Carrying out a dying person’s wishes is also a top priority for Capurso.
“I can help find a way for the last days to meet a dying person’s desires. Maybe starting to contact family members to come in for a final visit, asking them to write a memory down on a card and placing it in to a basket, incorporating nice music, candles or aromatherapy,” says Capurso.
This line of work is especially well-suited for hospice volunteers who want to do deeper work, as well as healers, reiki practitioners, massage therapists and acupuncturists. It’s also beneficial to have a genuine interest in educating the community on the resources available for them.
“You don’t go looking for this career, it calls out to you,” she says.

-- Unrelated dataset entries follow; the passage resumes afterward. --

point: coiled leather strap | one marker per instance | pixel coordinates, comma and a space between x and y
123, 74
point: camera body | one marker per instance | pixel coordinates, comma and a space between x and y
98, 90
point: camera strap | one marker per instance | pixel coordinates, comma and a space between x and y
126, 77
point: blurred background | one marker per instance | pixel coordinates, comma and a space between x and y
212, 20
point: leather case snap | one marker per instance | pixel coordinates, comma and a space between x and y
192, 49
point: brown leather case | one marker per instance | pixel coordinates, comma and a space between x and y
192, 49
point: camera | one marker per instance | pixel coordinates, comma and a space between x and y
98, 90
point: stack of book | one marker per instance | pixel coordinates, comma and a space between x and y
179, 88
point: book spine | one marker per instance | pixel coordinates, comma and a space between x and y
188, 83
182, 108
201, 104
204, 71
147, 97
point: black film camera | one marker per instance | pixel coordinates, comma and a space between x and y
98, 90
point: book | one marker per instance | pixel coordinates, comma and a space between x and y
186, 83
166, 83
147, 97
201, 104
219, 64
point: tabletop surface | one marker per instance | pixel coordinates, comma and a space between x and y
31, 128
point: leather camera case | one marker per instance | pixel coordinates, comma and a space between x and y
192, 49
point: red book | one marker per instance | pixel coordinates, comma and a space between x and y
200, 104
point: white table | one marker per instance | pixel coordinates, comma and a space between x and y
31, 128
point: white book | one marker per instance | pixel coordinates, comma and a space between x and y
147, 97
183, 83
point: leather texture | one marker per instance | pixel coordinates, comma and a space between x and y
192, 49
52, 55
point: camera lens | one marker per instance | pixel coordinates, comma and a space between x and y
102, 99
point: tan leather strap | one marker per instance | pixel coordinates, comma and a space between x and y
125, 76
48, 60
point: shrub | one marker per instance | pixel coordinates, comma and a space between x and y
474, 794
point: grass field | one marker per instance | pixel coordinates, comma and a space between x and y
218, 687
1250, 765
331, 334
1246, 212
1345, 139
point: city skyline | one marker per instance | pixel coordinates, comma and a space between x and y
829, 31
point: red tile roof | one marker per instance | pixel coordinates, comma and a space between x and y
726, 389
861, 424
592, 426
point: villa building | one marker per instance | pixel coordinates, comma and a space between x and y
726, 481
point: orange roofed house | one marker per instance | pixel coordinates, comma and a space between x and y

The demand for such caregivers is overwhelming. By 2020, an estimated 117 million Americans will need some caregiver assistance.
“Doulas fit in to the personal companion model, which is a billion-dollar industry serving our elder population,” says Deanna Cochran, RN. Cochran is the founder and CEO of Quality of Life Care, LLC, in San Marcos, Texas, an end-of-life training and certification agency. She’s also the first chair of the End of Life Doula Council within the National Hospice and Palliative Care Organization.
“The dying have specific needs and fears that need addressing,” she says. “As we evolve, the field is ripe for training people to be skillful at this — it’s a movement that’s growing. There’s plenty of room for every single hospice in this country to have at least one part-time doula. Within the next 10 to 15 years, opportunities will also become prevalent at nursing homes and assisted living centers.”
Fortunately, training is more prevalent now.
“There are over 10 certification programs, ranging in price from $700 to $2,500,” says Cochran, who offers a fast-track, 16-week program. “You can learn the skills, but you need to do the work by volunteering through hospice, nursing homes, hospitals. There’s an art to it.”